Last night on the late news, I saw an interview with Professor Des Ball, Australia’s leading defence and intelligence analyst. Regardless of the successful military outcome, he said, which would result in the capture or death of Saddam Hussein, the United States and its allies had likely already lost the political war in Iraq.

In this story by Sharon Mathieson, he argues that “instead of putting an end to terrorism, coalition forces will have effectively strengthened al-Qaeda and other terrorist networks by the end of the war,” thus diminishing the security of the US, Australia, and other allies.

Professor Ball made a number of other points which suggest that, although Saddam and his regime will go, the coalition’s other war aims are in tatters:

  • It was unlikely that coalition forces would find any substantial quantities of weapons of mass destruction in Iraq of the type that might persuade world public opinion that their removal was worth the price.
  • The use of chemical weapons to defend Baghdad will be seen around the world as a legitimate means of defence against the onslaught of coalition bombing and missile attacks.
  • Coalition forces would fail to produce persuasive evidence of links between the Iraqi regime and the al-Qaeda terrorist network, which will be strengthened in Iraq and around the world.

He summarized his argument in these terms:

“The coalition faces defeat in the sense that it’s likely to emerge from this war with its global interests more threatened, its strategic standing in the world more challenged and its security, the security of the United States and its allies, ultimately diminished.

“It would take a brave person to argue that the security of the world is going to end up being enhanced by this war.”

The success or failure of the military campaign is now largely irrelevant. A coalition “victory” is merely the end of the beginning. After that, it will take perhaps a half a million troops to occupy Iraq and defend its fledgling “democracy” against a new intifada that will make the last twenty years in Lebanon, Palestine, and Israel look mild by comparison. A coalition defeat—as in a negotiated withdrawal that leaves Saddam or his minions intact—will, as Dave Rogers suggests, “only guarantee far more death and destruction in the years to come.”

Dave adds: “I just hope we’re up to this challenge. With the right leadership, I’m sure we could be. I’m not at all confident we have the right leadership.”

We don’t have the right leadership.

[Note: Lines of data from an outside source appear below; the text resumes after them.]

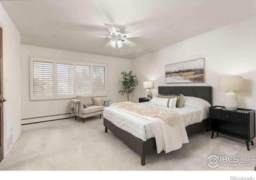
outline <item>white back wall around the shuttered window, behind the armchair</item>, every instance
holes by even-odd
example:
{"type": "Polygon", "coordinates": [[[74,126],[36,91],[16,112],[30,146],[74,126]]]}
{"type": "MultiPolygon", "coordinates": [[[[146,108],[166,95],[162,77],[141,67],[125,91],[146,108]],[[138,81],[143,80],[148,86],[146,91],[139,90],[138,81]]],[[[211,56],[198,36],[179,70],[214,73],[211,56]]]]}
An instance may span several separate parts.
{"type": "MultiPolygon", "coordinates": [[[[30,78],[29,78],[29,56],[40,56],[46,58],[57,58],[65,60],[78,60],[86,62],[97,62],[107,64],[107,93],[108,96],[102,99],[110,99],[110,102],[119,102],[126,100],[126,96],[118,94],[121,88],[119,80],[122,79],[120,72],[131,70],[131,60],[124,58],[114,58],[109,56],[99,56],[65,50],[56,50],[42,48],[38,46],[21,45],[21,92],[22,92],[22,119],[35,118],[42,116],[52,116],[57,114],[70,113],[70,99],[59,100],[36,100],[30,101],[30,78]]],[[[47,118],[38,118],[38,120],[53,120],[61,116],[47,118]]],[[[65,116],[66,117],[66,116],[65,116]]],[[[22,120],[22,123],[30,120],[22,120]]],[[[32,121],[32,120],[31,120],[32,121]]]]}

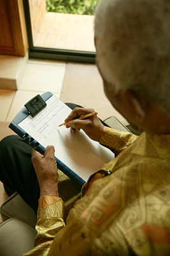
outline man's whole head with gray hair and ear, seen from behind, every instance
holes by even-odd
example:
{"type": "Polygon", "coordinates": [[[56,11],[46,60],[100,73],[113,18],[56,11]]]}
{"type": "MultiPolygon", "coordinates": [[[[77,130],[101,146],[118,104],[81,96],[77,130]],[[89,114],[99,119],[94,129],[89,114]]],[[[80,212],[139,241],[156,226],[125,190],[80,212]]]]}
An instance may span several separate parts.
{"type": "Polygon", "coordinates": [[[166,0],[101,0],[96,8],[97,66],[106,95],[129,122],[152,133],[170,132],[169,17],[166,0]]]}

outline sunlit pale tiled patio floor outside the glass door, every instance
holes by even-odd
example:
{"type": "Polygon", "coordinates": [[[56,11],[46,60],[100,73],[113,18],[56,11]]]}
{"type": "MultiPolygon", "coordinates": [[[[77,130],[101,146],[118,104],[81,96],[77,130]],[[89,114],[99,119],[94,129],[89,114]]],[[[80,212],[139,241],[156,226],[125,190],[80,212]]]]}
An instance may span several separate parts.
{"type": "Polygon", "coordinates": [[[34,46],[95,52],[94,16],[47,12],[34,46]]]}

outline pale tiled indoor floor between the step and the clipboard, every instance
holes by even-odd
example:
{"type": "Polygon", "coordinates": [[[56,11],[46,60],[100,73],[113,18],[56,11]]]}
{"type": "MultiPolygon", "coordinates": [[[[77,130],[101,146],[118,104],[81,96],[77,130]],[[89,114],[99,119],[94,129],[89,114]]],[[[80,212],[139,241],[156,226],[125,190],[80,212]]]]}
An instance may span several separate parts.
{"type": "Polygon", "coordinates": [[[11,122],[24,104],[37,94],[50,91],[60,97],[66,63],[29,60],[19,90],[0,90],[0,121],[11,122]]]}

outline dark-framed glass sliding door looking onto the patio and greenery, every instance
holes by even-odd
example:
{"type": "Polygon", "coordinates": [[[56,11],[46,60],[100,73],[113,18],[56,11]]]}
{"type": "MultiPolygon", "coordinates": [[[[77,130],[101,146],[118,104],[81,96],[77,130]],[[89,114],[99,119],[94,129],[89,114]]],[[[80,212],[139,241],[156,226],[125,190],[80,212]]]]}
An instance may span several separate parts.
{"type": "Polygon", "coordinates": [[[94,10],[98,1],[24,0],[30,55],[94,63],[94,10]]]}

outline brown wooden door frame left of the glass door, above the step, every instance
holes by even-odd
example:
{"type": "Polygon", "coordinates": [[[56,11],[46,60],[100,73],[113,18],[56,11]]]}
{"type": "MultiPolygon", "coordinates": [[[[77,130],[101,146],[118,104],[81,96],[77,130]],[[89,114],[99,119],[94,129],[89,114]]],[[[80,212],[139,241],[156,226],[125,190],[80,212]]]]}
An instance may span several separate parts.
{"type": "Polygon", "coordinates": [[[1,0],[0,8],[0,54],[25,56],[28,41],[22,0],[1,0]]]}

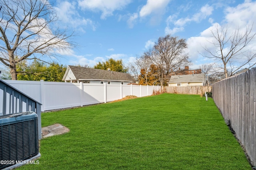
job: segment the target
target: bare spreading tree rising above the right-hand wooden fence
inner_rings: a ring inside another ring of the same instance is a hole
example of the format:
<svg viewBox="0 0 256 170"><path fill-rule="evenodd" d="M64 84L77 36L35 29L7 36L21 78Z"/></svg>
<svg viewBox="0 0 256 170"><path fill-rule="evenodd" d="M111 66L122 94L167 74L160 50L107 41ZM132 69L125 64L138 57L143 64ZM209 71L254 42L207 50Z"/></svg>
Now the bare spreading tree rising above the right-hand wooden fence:
<svg viewBox="0 0 256 170"><path fill-rule="evenodd" d="M247 26L244 32L239 28L230 32L227 27L217 25L214 30L211 30L213 40L210 42L216 49L211 50L209 47L204 47L210 56L203 56L213 58L218 65L217 68L222 69L226 78L242 67L248 69L253 67L256 64L256 53L252 51L250 43L255 38L256 33L252 32L252 28L253 25Z"/></svg>

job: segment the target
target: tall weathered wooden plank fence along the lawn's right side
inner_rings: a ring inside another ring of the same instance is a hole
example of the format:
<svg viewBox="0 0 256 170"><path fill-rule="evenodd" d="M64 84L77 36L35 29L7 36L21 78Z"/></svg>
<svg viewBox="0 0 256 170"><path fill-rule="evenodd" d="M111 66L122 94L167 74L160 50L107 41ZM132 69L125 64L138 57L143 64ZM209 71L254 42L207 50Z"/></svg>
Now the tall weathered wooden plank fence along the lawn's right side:
<svg viewBox="0 0 256 170"><path fill-rule="evenodd" d="M256 166L256 68L214 83L212 97Z"/></svg>

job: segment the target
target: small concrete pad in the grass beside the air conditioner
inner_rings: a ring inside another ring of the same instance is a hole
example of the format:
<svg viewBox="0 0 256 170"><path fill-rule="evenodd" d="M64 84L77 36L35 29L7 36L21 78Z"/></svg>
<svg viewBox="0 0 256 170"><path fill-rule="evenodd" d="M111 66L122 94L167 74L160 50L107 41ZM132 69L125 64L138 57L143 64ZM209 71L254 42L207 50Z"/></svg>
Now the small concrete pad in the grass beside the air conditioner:
<svg viewBox="0 0 256 170"><path fill-rule="evenodd" d="M50 125L48 127L43 127L42 128L42 138L47 138L49 136L63 134L66 132L69 132L69 129L57 123L54 125Z"/></svg>

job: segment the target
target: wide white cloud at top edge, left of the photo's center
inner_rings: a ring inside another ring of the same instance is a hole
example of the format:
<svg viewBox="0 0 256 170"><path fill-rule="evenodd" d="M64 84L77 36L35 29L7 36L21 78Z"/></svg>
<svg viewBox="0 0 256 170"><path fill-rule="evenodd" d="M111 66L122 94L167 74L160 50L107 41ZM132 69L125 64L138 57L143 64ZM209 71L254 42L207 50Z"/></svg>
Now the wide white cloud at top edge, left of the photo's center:
<svg viewBox="0 0 256 170"><path fill-rule="evenodd" d="M101 19L112 16L115 10L122 10L131 0L79 0L78 5L85 10L101 11Z"/></svg>

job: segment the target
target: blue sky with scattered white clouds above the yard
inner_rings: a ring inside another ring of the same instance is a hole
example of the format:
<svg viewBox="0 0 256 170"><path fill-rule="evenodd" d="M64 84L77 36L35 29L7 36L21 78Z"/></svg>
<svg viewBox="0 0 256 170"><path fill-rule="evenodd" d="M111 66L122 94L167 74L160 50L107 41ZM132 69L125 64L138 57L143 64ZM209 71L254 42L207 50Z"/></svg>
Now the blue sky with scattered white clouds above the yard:
<svg viewBox="0 0 256 170"><path fill-rule="evenodd" d="M89 65L109 58L125 65L142 55L159 37L170 34L186 39L192 65L213 61L202 57L215 26L230 32L253 25L256 32L256 1L253 0L50 0L61 29L75 32L74 49L59 52L58 63ZM56 25L55 25L56 26ZM256 41L252 42L256 51ZM209 48L211 48L209 46Z"/></svg>

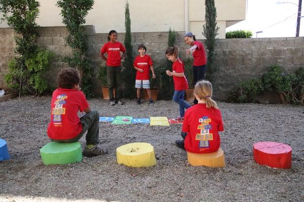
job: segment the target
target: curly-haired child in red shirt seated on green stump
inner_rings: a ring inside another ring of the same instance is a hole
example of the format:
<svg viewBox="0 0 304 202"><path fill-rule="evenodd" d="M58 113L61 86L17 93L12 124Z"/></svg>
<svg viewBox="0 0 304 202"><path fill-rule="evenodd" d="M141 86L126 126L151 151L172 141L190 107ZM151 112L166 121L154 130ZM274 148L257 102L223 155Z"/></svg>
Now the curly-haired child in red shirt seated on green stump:
<svg viewBox="0 0 304 202"><path fill-rule="evenodd" d="M99 142L99 113L91 110L85 94L80 89L77 69L62 69L57 77L58 88L51 101L51 121L48 136L58 143L78 141L88 130L87 146L83 155L93 157L107 154L107 149L97 146ZM78 111L86 115L78 117Z"/></svg>

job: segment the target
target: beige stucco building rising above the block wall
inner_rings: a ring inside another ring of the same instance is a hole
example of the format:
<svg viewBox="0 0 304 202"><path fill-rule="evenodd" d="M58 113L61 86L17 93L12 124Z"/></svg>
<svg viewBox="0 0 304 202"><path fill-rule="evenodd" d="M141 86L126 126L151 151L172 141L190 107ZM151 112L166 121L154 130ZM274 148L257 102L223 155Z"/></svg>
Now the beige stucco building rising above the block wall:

To put it bluntly, we’re fucked.

Unless the anti-war/peace movement can come up with something more sophisticated and useful than red-daubed faces, drumming, banal chants, puerile street theater, trite placards, histrionics, self-indulgent moralizing, and wishful thinking.

[Mark Pilgrim has gone to some considerable effort in assembling a comprehensive list of peaceblogging links. I have some reading to do.]